2. Dataset Construction
We prepare five distinct datasets to support various transformation techniques:
- Dataset 1: Verilog base code + variation description → varied Verilog code.
- Dataset 2: Python (PyVerilog) base code + variation description → varied code implementation in Python.
- Dataset 3: Verilog base code + variation description → X-Form function (in Python).
- Dataset 4: Hardware description → Verilog code (for training basic code generation).
- Dataset 5: Hardware description → Verilog design in Python (PyVerilog).
3. Data Preprocessing
The data undergoes a two-phase preprocessing pipeline:
- Stage 1: Syntax validation (VCS, SpyGlass), duplicate removal (MinHash, Jaccard), tokenization and parsing.
- Stage 2: Aligning Verilog/Python base codes with their variations and formatting for llm-fine-tuning.
4. Model Adaptation Approaches
a) PyVerilog-Based Adaptation
Uses Python as an intermediate representation with Verilog generated via PyVerilog. Incorporates:
- Parameter-Efficient Fine-Tuning (PEFT) methods: LoRA, QLoRA, Adapters.
- Agentic Retrieval-Augmented Generation (RAG) system to enhance context understanding.
- Mixture of Experts (MoE) to specialize in different types of variations.
b) Direct Verilog-Based Adaptation
Directly fine-tunes LLMs on Verilog code and variation tasks without relying on Python transformations.

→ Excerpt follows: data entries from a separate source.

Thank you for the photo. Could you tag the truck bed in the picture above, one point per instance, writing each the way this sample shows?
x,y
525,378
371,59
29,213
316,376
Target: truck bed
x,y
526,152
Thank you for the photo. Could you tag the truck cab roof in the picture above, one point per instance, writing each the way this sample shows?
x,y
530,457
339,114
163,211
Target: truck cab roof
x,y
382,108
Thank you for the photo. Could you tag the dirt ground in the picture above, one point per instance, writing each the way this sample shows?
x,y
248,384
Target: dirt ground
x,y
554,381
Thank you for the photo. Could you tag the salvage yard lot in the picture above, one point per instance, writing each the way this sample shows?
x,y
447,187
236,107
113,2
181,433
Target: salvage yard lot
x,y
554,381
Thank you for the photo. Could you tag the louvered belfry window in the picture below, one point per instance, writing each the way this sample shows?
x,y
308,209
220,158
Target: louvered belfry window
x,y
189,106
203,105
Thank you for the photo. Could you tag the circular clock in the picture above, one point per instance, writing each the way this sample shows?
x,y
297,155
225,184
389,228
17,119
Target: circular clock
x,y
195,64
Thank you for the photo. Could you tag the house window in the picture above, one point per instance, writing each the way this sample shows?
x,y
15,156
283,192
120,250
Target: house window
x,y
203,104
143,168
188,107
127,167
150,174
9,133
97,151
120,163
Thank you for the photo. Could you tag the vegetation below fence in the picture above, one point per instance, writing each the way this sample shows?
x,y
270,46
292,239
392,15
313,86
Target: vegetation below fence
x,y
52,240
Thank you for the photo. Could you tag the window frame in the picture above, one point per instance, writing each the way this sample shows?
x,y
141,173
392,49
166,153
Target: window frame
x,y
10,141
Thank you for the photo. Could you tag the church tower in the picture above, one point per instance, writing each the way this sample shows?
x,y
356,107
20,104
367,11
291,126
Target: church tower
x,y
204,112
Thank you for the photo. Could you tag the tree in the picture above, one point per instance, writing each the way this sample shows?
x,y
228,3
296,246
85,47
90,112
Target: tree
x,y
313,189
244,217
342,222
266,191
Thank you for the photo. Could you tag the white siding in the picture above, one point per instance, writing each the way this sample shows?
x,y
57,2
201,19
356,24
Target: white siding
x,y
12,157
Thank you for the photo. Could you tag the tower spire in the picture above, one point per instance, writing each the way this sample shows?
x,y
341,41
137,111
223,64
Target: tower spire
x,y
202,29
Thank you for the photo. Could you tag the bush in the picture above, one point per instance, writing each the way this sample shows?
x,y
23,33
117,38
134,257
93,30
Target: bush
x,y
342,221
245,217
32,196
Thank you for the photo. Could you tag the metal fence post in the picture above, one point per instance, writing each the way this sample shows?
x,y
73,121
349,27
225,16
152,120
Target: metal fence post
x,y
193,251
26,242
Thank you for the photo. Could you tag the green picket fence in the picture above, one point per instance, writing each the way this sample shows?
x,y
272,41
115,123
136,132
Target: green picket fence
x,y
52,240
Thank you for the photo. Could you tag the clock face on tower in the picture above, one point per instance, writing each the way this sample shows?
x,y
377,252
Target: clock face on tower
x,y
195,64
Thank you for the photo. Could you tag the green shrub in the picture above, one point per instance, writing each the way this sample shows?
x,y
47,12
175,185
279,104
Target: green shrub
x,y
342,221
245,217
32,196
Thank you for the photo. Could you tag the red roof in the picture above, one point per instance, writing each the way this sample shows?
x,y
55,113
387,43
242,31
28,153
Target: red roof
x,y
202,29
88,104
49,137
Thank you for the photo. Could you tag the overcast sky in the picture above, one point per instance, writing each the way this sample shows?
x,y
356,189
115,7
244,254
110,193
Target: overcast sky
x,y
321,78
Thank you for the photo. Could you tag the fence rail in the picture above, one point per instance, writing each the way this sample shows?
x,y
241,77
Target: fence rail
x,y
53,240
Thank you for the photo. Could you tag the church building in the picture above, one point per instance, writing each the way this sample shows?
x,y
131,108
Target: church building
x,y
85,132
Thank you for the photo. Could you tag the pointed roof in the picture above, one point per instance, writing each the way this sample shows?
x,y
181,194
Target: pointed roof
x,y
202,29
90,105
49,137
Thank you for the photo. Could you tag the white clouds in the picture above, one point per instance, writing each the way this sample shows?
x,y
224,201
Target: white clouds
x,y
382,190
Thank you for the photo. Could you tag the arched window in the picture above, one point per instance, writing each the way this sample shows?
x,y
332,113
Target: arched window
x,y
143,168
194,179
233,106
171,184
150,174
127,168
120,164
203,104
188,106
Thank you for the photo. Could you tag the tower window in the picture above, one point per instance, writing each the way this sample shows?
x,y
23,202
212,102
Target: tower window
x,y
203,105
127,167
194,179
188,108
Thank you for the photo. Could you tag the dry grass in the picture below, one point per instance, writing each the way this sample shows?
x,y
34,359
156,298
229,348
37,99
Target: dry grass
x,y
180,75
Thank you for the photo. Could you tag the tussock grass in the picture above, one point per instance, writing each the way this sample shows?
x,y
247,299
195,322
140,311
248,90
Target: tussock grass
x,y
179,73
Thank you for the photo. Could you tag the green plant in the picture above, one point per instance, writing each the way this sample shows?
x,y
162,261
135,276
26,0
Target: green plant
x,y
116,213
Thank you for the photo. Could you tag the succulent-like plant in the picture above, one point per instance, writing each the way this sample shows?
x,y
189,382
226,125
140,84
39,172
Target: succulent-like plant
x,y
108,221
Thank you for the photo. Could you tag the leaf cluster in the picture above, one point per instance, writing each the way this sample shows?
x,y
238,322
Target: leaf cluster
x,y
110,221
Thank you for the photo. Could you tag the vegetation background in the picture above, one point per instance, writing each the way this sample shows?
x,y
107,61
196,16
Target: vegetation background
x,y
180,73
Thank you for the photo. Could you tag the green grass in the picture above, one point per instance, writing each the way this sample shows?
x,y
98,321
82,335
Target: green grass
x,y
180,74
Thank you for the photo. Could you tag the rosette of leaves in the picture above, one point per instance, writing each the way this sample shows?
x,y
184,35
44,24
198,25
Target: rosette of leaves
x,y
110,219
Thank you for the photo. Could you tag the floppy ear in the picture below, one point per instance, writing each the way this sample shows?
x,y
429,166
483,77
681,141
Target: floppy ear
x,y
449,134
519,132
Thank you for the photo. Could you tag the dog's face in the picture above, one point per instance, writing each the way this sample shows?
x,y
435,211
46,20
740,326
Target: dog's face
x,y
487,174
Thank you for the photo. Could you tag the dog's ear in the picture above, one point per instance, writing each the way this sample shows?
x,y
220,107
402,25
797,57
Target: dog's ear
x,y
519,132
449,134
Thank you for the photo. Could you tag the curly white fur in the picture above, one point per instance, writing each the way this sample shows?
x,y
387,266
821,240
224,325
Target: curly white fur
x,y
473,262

Utilizes MoE architecture to specialize in structural/functional categories of variations. Also using all three mentioned fine-tuning techniques.
c) X-Form-Based Adaptation
Trains LLMs to generate Python-based transformation functions (X-Forms) for producing Verilog code variations. This approach is more structured but limited by available X-Form templates. (Using same fine-tuning techniques)
5. Model Evaluation
We evaluate models using:
- Benchmarks: VerilogEval (Verilog-specific), HumanEval (general Python code generation).
- Metrics: Pass@k (for top-k accuracy), test case pass rate (functional correctness), and hardware compatibility.
Results and Analysis
The section will be updated in the future as the implementation progresses and evaluation outcomes become available.
Conclusion
The section will be updated upon the completion of the implementation and evaluation phases to reflect the final insights and outcomes of the project.
Publications
The section will be updated in the future as related research papers and reports are finalized and published.